Hello everyone,

I have an AMD Radeon R7 M260 GPU, 6 cores openCL, 3 dimensions, and 256 work-items for each dimension.

I created an OpenCL application for matrix multiplication, and am testing the performance of matrix multiplication operations of higher orders

(1000x1000, 2000x2000, 3000x3000 etcc ..). And then seeing some results came a question that confused me.

For example when I submit a multiplication of the matrix A (2000x2000) x B (2000x2000) = c (2000x2000) and use a cl :: NDRange localThreads (256, 1); execution terminates at ~ 85 seconds. Compared to the time of execution of the same example but now using the traditional sequential method runs on the CPU gain was very low, it was then that performed the form cl :: NDRange localThreads (16, 16) and the execution time went from ~85 seconds for ~3 seconds, I really was expecting due to parallel computation.

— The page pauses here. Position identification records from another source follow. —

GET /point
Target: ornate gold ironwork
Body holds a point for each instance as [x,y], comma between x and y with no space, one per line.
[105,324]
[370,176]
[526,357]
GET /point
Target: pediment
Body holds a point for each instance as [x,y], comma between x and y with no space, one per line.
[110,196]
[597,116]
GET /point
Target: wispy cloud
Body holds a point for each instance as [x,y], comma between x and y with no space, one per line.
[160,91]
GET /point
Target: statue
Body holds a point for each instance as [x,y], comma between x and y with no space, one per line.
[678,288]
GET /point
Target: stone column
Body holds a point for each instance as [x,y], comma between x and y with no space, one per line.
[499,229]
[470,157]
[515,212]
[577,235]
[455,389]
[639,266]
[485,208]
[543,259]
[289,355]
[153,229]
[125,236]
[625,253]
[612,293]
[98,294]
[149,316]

My question is, what actually happens at run time to change both the time of result? Could someone explain me better?

Here my kernel

__kernel void matvec_mult( __global float* matrixA, __global float* matrixB, __global float* matrizResult, int size) { int i = (int)get_global_id(0); int j = (int)get_global_id(1); for(int k = 0; k<size; k++){ matrizResult[i*size+j] += matrixA[i*size +k] * matrixB[k*size+j]; } }

Thanks

The textbook definition of matrix-matrix multiplication that you

are using is most unsuitable for both cpu and gpu calculations

unless the matrices are small.

Do a web search with the terms: tiled matrix multiplication

Implementing a tiled matrix-matrix multiplication on gpus for

matrices of sized other than powers of 2 is complicated

but the gains in performance are impressive.

--